Tucson City of Gastronomy Awarded Grant to Launch Resilience Kitchen

Tucson City of Gastronomy (TCOG) has received a $750,000 grant from the Mellon Foundation’s Humanities in Place Program—marking a major milestone for the organization and Tucson’s local food community. Over the next three years, the funding will support TCOG’s existing initiatives and launch the Resilience Kitchen, a new program blending heritage preservation, climate resilience, and community placemaking through the celebration of borderlands heritage foods.
TCOG is a 501(c)(3) nonprofit that manages the first-in-the-nation UNESCO Creative City of Gastronomy designation. Learn more or support their mission at Tucson.CityOfGastronomy.org.
The Resilience Kitchen will serve as a community-engagement platform to explore Tucson’s multicultural identity through food traditions while promoting a sustainable, climate-adaptive food future. By centering Indigenous and immigrant foodways, the program will elevate underrepresented voices, deepen connections to place, and create opportunities for education and economic development through food.

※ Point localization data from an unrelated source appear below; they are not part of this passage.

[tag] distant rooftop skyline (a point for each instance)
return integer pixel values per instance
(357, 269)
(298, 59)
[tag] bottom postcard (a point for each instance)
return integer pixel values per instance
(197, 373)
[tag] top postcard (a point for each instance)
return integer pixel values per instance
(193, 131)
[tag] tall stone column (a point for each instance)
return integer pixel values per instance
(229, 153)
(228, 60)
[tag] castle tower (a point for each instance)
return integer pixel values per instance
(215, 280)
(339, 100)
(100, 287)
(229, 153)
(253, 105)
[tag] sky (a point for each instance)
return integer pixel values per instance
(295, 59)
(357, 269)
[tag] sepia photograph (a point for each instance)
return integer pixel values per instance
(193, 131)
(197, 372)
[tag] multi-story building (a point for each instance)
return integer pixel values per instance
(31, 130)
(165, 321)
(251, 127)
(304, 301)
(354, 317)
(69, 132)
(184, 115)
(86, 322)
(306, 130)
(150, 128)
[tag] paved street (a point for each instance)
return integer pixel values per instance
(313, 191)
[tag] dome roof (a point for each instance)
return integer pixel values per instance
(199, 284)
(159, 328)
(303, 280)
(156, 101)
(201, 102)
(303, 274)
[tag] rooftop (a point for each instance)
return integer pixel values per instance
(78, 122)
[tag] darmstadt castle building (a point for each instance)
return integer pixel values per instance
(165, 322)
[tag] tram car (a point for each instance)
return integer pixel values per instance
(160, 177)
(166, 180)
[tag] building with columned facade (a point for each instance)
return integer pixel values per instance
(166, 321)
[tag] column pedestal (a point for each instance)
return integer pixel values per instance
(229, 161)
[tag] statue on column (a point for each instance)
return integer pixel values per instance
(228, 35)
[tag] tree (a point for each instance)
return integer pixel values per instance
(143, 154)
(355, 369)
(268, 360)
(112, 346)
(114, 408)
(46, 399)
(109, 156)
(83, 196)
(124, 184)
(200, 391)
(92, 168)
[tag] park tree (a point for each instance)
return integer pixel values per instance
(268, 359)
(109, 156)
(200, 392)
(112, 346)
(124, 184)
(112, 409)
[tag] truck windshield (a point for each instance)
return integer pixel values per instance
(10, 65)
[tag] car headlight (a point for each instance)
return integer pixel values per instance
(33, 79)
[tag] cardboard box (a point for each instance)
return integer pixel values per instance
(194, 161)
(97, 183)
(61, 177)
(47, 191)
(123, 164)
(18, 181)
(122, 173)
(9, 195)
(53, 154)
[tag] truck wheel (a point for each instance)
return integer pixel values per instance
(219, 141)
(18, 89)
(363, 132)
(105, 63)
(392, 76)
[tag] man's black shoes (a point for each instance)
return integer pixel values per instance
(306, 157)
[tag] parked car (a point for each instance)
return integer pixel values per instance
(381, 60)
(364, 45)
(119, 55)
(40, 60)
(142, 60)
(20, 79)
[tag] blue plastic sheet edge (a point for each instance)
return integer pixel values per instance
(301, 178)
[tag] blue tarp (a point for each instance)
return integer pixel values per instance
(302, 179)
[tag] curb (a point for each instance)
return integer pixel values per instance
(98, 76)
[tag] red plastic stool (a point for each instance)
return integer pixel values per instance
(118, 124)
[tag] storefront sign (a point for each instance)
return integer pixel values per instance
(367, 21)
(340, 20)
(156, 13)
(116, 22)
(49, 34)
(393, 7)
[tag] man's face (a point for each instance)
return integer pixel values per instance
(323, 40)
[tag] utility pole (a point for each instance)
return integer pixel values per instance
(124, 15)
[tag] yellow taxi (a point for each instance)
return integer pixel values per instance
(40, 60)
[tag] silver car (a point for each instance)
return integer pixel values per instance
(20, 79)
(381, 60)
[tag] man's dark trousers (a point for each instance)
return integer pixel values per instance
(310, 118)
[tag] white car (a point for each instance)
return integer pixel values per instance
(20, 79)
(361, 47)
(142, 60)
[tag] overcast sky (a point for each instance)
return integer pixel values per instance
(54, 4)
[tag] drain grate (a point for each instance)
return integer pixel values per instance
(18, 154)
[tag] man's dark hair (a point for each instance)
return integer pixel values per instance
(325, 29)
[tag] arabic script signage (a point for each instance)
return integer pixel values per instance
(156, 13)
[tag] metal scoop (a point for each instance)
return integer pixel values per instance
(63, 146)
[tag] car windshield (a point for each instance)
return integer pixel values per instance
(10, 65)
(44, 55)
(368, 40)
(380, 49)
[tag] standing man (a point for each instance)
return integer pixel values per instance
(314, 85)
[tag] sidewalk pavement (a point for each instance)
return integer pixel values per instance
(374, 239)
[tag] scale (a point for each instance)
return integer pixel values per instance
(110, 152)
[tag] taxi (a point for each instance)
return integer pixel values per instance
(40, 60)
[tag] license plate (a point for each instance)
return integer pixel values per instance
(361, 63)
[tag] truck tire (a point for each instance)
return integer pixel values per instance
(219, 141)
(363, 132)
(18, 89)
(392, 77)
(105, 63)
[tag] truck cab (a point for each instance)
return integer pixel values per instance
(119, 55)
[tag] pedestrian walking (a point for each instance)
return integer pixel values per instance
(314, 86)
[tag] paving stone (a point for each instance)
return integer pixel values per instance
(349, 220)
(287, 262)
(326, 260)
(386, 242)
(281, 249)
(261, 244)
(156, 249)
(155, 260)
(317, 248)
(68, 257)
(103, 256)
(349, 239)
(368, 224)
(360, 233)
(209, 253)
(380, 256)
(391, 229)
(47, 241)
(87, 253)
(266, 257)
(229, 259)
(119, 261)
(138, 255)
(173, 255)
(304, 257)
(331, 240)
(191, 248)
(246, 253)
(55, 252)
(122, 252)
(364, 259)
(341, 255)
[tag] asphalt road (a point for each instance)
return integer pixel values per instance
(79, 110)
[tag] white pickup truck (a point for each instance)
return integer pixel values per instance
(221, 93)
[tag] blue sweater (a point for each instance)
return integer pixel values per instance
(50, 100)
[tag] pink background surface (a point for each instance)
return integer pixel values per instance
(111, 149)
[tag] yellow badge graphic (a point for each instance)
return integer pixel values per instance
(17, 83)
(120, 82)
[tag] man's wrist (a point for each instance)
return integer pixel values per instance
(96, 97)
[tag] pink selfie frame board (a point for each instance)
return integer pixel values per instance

“This grant arrives at a critical time for arts, culture and heritage profits nationwide,” says Jonathan Mabry, TCOG executive dir-ector. “TCOG will now be able to expand our reach, strengthen our impact, and ensure that Tucson’s rich food heritage remains a source of resilience, pride and inspiration for generations to come.”
Board President Janos Wilder notes that the initiative connects 5,000 years of Sonoran Desert food traditions with a new generation of farmers, chefs and scientists working to promote heat-tolerant, low-water heritage foods for the hotter future.